The servings are, how shall we say, modest, which is fitting after the flourish of bites, but drag one’s eyes back to the first-course prices: £22 and £24 respectively. Over-salting in the frog dish and later in the main course of “my mum’s tripe and cuttlefish gratin” is less forgivable. The accompanying pig’s ear and ham cake (delicious) is needed to muffle some of the tripe’s ponderous seasoning.

From the Book of PR Wisdom (a short publication): “Never let your chef clients holiday outside Europe.” Anjou pigeon “satay style” is two sombre slices of pigeon breast, one tiny green stalk acknowledging the role of vegetables and a meaty quenelle with satay sauce flavours of peanut, soy, chilli and brown sugar. It lacks the sparkle that might once have inspired it.

We share dessert of wild strawberry vacherin with 100-year-old balsamic. The fruit is fabulous, the diminutive size of the spiky meringue maybe accounting for its chalkiness. Dessert comes with its own embroidered napkin, which is rather exciting. The wine list, overseen by naturally inclined Isabelle Legeron, is a treasure trove that we dip into almost gingerly.

At lunch the following day the two first courses seem to emerge from a different kitchen. Wild garlic velouté with aged Parmesan is a bowl of sublime beauty and flavour. It could rival almost anything at Alain Passard’s L’Arpège in Paris, where it turns out Bosi has worked.

Cornish mussels in a light foam sit atop an egg-set base of baby carrots, blood orange and saffron, happily perfectly judged in colour for the shellfish as well as taste. Bread (from Hedone, says a waiter) and exceptional butter complete the picture.

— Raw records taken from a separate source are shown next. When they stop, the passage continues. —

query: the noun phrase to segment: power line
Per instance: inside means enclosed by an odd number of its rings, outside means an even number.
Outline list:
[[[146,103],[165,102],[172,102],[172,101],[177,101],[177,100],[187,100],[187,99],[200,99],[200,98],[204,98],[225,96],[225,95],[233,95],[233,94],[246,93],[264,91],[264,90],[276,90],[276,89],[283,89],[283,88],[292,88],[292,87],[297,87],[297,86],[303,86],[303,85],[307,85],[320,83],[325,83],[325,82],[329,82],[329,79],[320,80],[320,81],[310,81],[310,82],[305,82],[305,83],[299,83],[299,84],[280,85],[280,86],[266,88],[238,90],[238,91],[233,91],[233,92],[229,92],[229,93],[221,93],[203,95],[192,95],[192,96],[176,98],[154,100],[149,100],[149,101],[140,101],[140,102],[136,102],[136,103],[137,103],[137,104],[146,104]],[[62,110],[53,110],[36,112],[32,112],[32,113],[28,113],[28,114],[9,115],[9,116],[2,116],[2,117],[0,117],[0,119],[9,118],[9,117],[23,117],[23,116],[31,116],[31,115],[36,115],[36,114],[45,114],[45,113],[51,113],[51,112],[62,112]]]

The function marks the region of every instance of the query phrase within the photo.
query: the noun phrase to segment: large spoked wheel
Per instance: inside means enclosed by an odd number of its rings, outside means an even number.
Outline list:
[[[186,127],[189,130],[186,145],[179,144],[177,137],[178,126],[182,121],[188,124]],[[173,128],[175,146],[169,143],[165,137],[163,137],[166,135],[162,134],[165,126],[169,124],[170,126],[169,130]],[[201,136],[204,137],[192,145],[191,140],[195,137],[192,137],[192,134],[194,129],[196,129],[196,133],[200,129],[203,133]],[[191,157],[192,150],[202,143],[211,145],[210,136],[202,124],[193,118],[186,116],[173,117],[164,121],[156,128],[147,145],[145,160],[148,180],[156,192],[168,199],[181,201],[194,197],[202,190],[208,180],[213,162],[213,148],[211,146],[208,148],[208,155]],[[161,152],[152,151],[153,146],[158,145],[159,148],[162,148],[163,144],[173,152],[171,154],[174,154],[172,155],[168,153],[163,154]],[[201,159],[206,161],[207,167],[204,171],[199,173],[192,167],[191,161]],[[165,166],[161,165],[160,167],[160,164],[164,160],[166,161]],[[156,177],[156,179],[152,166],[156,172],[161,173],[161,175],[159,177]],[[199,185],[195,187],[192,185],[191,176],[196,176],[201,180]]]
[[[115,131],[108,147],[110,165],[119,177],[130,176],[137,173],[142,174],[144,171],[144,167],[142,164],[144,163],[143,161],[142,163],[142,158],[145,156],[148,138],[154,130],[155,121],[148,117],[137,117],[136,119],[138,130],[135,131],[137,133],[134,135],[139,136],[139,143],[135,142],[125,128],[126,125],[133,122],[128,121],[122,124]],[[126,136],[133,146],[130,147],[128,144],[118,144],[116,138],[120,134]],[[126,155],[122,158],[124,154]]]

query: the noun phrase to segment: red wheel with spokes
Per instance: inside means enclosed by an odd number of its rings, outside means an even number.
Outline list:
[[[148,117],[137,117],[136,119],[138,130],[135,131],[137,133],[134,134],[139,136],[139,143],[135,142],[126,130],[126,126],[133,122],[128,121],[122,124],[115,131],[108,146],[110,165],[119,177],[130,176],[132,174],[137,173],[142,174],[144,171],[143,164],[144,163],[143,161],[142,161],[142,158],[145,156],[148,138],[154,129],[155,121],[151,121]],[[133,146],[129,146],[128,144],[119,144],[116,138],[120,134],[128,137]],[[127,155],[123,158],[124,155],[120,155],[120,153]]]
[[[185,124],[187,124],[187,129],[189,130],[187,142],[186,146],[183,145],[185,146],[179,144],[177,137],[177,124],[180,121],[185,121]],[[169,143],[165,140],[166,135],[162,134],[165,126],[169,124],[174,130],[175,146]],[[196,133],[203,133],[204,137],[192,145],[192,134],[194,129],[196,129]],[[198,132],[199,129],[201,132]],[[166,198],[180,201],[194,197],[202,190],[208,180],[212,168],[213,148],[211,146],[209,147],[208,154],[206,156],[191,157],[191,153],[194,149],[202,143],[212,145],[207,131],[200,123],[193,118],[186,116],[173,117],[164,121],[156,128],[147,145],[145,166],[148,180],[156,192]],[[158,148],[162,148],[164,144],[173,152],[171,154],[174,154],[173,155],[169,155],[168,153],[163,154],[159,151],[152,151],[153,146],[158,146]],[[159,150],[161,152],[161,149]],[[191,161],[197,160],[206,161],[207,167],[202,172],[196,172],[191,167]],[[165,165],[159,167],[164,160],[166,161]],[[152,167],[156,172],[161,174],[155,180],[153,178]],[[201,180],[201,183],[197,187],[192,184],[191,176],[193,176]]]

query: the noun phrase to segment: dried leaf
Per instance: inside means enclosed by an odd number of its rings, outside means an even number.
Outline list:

Fabulous fruit: wild strawberry vacherin with 100-year-old balsamic
Adrian Lourie

Cornish cod Grenobloise — the poorer relative of turbot served in the same caper-studded sauce as in the evening — and a small leg of roast pork that crouches shyly on the magnificent trolley that on Sundays will feature beef, served with a buttery potato emulsion and three perfectly timed homely veg are the main courses.

Seemingly pulled this way and that, Claude, relax if you can, forget stars for a bit, just wow your customers in this iconic space as only you know how.

Lunch, Wed-Sun noon-2.15pm (3pm Sun). Dinner, Wed-Sat 6.30pm-9.45pm (10pm Sat).

Lunch menu £30/£36.50 for two/three courses. Tasting menu £110 for seven courses. A la carte, a meal for two with wine, about £225 including 12.5 per cent service.